DDR’yi, Stalinizmin en korkunç özelliklerini taşımayan, Stalinist türde sosyalizm olarak tanımlayabilirim. Dahili olarak planlı ekonominin içi tamamen boştu. Bu durum DDR rekabete maruz kalınca açıkça görülebilir hale geldi. Rekabete ayak uyduramadı, Sovyetler Birliği ve Doğu Avrupa’daki pazarlarını kaybetti ve çöktü.
DDR’nin aksine Sovyetler Birliği’nde işçiler Ekim Devrimi’nin ardından aktif bir biçimde ilk işçi devletini inşa ettiler. DDR’de ulusallaştırma yukarıdan aşağıya gerçekleştirildi. Bu açıdan aralarında önemli bir fark görüyor musun?

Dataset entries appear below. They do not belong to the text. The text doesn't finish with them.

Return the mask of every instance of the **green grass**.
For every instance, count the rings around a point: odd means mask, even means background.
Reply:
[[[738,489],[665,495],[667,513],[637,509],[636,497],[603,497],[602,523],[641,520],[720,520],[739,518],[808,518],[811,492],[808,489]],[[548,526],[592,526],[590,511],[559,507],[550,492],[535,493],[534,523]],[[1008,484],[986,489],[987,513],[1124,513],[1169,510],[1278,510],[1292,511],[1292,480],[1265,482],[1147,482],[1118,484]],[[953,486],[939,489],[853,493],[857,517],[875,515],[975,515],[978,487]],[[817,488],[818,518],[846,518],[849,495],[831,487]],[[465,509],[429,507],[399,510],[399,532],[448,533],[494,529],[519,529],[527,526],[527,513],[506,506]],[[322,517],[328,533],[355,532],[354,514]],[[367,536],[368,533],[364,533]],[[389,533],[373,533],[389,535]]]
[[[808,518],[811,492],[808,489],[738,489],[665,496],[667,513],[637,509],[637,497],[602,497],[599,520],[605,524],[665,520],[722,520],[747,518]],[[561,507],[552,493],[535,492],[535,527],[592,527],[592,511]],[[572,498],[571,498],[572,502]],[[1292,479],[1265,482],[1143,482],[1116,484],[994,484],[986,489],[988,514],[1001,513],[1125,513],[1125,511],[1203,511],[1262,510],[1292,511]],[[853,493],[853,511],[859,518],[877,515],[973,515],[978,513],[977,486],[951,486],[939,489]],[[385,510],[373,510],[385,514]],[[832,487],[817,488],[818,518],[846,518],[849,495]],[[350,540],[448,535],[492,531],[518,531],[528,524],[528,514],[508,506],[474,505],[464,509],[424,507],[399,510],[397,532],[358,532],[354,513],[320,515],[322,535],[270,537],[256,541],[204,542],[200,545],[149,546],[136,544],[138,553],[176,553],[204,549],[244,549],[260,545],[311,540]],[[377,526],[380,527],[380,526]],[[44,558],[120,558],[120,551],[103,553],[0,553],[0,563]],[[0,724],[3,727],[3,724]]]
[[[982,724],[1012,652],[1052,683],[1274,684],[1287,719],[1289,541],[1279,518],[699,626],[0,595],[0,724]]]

Evet, elbette görüyorum. Ekim Devrimi ve iç savaş büyük işçi kitleleri ve kendilerini Enternasyonal’in öncüleri olarak gören parti üyeleri tarafından desteklendi. Ancak DDR daha işin en başından itibaren hilekârlığı temel aldı. Bu nedenle bugün DDR’den geriye hiçbir şey kalmamış durumda.
1955 Noel’ine doğru Berlin’e döndüğümde, Kruşçev’in iktidarı altında yumuşama dönemi adı verilen günler yaşanıyordu. Hiçbir zaman Batı Berlin’e gitmeyi düşünmedik. Stalin’in ölümünün ardından sosyalizmin mutlaka yeniden canlanma yaşayacağını düşünüyorduk. Stalin ortadan kalkmıştı ve Ulbricht’in yerine başka birinin getirilmesi planlanıyordu. Biz dahil gulagtan kurtulmuş olan herkes çok sıcak bir biçimde karşılandı. Ben hemen planlama komisyonu başkan yardımcılığı görevine atandım. Buna karşılık Sovyet kamplarında yaşadıklarımız konusunda hiçbir şey söylemememiz gerekiyordu.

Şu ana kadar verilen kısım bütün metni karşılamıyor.